When we originally wrote our RDS Report, although we recommended against loading our catalog into Summon, internally we were still entertaining the idea of experimenting with it just to see if there would be benefits—if we could do it easily. But, since writing our report, the landscape—externally and internally—has continued to evolve. And much of this evolution has actually supported our initial findings and reasoning on this topic. A growing body of evidence from usability testing suggests that results combining article-level items and catalog items is confusing—that users prefer these two basic types of things to be kept separated in our interfaces. Our own testing during development of our new website showed this very clearly. There has been growing interest in what has been termed “bento box” style search results interfaces, where the top results from a variety of sources are combined at the interface layer on-the-fly and presented in separate boxes, showing, e.g., Articles results, Catalog results, Database results, etc. in different (clearly-labeled) areas on one screen. There is a growing consensus that this is the current best-of-breed approach to providing a search-box that searches all library resources, and it wouldn’t require indexing our catalog in Summon.

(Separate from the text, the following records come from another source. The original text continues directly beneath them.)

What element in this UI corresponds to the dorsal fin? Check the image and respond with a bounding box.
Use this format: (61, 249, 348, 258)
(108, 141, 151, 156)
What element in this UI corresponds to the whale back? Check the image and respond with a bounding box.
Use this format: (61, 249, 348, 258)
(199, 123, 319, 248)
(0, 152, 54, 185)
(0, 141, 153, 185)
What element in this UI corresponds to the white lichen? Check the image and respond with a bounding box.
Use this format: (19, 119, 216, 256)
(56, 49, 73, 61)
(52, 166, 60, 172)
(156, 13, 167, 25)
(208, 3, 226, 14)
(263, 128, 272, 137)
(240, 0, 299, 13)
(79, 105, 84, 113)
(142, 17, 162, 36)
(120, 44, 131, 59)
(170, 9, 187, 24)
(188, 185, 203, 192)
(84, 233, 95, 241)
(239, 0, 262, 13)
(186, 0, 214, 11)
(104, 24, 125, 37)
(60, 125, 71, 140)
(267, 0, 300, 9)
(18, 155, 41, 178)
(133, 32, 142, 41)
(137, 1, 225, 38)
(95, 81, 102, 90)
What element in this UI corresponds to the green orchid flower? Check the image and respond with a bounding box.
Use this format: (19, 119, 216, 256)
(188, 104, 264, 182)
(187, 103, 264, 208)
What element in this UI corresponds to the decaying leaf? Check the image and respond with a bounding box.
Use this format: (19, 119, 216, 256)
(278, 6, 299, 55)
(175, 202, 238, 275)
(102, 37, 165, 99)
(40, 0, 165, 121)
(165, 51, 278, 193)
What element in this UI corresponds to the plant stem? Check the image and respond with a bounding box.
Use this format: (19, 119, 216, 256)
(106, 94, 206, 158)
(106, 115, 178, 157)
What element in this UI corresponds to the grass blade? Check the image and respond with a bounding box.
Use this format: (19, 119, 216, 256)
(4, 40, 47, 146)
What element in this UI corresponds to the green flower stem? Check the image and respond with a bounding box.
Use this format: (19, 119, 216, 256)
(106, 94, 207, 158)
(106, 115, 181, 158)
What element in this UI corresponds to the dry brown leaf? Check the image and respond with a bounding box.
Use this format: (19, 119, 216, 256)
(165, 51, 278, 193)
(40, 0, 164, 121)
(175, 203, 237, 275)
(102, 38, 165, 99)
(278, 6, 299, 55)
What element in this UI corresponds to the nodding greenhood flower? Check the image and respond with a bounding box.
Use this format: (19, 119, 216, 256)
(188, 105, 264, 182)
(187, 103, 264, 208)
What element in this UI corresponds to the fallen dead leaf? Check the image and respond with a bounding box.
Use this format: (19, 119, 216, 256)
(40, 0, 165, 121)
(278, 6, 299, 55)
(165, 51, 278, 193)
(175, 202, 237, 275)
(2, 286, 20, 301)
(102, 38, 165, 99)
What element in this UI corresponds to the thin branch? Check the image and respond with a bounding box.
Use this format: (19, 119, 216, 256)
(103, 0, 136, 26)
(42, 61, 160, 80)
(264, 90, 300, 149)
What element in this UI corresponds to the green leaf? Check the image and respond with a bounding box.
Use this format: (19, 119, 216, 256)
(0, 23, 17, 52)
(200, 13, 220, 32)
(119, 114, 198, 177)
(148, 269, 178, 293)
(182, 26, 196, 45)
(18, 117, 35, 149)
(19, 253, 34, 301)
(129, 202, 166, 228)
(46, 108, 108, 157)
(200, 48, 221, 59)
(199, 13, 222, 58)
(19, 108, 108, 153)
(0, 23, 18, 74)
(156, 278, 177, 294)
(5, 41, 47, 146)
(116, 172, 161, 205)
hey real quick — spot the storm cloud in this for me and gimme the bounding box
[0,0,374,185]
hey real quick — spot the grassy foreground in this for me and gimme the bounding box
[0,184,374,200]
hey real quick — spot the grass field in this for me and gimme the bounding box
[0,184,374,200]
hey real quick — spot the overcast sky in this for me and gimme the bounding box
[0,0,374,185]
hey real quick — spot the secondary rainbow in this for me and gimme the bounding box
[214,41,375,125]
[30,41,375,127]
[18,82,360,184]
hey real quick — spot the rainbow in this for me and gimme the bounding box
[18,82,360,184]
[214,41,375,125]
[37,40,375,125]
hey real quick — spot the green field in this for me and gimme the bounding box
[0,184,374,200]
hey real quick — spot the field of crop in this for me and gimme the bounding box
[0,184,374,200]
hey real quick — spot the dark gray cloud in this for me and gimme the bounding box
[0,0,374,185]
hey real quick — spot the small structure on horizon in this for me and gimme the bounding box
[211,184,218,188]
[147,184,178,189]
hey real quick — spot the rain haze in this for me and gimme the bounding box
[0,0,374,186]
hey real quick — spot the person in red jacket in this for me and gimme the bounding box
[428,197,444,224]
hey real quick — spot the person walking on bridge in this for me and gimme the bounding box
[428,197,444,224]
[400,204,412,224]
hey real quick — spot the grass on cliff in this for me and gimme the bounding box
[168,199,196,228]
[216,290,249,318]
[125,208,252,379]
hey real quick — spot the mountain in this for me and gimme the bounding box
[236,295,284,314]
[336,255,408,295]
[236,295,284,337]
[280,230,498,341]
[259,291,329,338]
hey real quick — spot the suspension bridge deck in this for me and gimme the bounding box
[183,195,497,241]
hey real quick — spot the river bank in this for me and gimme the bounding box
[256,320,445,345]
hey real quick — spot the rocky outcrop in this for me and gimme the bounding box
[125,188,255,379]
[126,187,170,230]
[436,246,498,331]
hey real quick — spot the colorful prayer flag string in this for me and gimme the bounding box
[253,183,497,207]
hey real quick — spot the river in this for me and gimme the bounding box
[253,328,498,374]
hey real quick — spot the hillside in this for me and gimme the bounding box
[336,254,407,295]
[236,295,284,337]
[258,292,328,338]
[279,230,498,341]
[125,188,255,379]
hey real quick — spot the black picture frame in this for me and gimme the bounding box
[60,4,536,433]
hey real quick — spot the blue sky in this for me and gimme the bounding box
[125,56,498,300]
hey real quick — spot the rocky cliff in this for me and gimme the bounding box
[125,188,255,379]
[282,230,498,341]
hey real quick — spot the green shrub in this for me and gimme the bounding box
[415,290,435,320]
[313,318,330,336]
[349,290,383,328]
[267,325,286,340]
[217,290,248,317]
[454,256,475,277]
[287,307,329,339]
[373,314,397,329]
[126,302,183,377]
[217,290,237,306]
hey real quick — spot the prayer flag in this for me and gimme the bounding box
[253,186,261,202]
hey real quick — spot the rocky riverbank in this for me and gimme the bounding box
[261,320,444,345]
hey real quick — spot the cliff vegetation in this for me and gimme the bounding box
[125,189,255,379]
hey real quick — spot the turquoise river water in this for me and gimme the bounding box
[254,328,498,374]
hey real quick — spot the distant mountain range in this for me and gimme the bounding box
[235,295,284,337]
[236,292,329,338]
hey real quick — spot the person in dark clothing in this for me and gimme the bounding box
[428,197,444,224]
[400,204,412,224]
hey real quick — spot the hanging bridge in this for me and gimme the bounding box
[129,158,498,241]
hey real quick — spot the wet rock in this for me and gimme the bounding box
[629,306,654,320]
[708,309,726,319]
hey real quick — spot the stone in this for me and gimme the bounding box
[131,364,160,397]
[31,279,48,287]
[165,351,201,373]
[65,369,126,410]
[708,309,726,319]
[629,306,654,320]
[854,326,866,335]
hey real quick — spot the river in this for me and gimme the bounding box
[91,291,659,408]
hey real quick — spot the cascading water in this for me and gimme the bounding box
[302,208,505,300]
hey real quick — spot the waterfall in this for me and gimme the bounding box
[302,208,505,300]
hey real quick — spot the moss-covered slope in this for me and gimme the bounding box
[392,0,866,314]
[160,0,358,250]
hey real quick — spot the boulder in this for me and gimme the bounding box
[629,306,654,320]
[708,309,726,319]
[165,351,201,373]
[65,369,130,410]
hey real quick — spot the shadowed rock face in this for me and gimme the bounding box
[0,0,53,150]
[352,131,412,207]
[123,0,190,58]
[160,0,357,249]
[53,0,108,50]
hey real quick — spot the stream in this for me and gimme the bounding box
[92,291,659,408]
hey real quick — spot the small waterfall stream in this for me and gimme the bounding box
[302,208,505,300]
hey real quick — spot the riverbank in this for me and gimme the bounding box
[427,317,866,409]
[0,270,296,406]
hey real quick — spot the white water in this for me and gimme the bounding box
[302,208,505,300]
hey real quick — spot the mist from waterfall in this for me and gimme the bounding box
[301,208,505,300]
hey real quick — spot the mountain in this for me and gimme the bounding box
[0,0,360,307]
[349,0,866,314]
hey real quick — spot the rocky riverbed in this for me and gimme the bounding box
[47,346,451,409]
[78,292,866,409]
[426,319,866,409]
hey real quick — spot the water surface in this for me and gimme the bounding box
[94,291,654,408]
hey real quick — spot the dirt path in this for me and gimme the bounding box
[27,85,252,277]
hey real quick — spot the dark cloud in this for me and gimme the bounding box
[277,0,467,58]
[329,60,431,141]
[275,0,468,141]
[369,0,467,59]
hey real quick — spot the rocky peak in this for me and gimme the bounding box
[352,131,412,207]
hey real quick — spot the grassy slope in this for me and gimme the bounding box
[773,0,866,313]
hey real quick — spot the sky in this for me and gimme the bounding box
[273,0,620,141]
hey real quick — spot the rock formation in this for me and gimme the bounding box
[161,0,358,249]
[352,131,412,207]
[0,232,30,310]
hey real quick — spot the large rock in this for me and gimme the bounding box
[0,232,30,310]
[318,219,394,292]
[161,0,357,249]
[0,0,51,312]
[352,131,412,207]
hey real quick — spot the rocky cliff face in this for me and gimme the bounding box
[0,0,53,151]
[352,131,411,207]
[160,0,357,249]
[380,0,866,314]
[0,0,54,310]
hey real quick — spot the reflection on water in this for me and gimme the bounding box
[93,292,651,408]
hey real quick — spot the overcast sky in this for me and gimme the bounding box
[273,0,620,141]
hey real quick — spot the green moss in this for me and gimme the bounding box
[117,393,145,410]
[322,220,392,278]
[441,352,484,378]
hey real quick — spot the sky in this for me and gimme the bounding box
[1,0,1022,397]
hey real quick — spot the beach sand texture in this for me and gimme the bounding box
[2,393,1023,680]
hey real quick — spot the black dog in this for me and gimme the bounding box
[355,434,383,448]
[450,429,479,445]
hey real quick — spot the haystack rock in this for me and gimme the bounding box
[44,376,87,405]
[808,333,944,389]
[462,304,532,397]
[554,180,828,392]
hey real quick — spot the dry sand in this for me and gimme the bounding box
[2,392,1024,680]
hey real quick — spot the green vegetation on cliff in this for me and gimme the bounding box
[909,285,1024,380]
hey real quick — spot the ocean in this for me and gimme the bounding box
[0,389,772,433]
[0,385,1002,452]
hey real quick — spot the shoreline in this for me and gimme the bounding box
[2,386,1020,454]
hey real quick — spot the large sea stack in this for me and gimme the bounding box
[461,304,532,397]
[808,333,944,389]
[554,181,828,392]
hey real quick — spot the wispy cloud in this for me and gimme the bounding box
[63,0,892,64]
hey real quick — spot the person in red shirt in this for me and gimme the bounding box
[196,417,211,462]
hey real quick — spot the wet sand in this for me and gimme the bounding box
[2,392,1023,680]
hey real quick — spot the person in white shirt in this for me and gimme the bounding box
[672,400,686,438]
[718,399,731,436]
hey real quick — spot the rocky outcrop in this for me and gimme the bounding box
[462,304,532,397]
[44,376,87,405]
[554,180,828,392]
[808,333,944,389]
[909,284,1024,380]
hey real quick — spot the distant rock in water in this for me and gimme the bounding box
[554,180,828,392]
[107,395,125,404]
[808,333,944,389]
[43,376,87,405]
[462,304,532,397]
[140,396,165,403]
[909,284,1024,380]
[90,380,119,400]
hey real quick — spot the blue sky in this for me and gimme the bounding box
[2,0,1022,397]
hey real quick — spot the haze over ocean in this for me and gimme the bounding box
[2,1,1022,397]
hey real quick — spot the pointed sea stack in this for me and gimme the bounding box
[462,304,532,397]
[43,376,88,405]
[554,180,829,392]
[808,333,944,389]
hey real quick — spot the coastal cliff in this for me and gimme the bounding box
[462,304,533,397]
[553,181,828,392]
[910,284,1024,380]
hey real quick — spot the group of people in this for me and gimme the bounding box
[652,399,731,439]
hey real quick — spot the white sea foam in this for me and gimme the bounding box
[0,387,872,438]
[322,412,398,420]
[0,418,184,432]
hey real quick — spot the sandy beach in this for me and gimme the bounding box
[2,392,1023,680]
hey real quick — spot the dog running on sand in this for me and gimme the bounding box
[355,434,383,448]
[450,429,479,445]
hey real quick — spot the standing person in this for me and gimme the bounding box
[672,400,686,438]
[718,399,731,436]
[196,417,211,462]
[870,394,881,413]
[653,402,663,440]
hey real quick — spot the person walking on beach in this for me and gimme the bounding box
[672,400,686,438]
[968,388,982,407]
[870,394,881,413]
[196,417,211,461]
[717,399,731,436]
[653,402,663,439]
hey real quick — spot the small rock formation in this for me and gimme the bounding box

(For more discussion about the “combined library search” idea, see the FAQ question, Improving resource discovery means making our discovery experience more like Google’s. Right?)

How does Summon decide what resources to rank as more relevant than others?

Summon uses a relevance-ranking algorithm developed by Serials Solutions. Full-text items receive a static rank based on content type, publication date, scholarly/peer review, and whether or not an item is in the local collection. Items that are more recent and peer-reviewed are favored over those that are not, and items that are in the local collection are favored over those that are not.

When a user searches Summon, a dynamic rank is generated–search results are compared against a user’s query and ranked based on term frequency, field weighting, term stemming, and stop-word processing. A combination of the dynamic rank and the static rank determines the final ranking.

Resource Discovery

What exactly do you mean when you say “resource discovery?”

Ranganathan’s third law: Every book its reader. Resource discovery is foundational to library science. When we consider how best to organize our resources to help our patrons find what they need, we are considering the issue of resource discovery.

In the print universe, the catalog was one of the central systems that enabled this–you could be reasonably sure that you’d searched the entirety of the library by checking the catalog and maybe a handful of other sources. But, as more content has moved online–and as more of the content libraries obtain and make available has moved online–the number of systems for searching that content has increased in kind. For technical reasons, intellectual property reasons, practical reasons, and many other reasons, the content that a library makes available to its patrons has come to exist in many different systems. Each system has its own interface for searching the content that it holds. This greatly complicates how people find what they need. To use this smorgasbord of systems appropriately and effectively, you need to have a better understanding of how libraries work than most people are willing to obtain.

On the flip side, non-library entities have grown to deliver much better online resource discovery experiences. Amazon and other online retailers make it easy to navigate their product catalogs. Google, of course, makes it dead simple to find something that is relevant to just about any query. Using the library is comparatively difficult.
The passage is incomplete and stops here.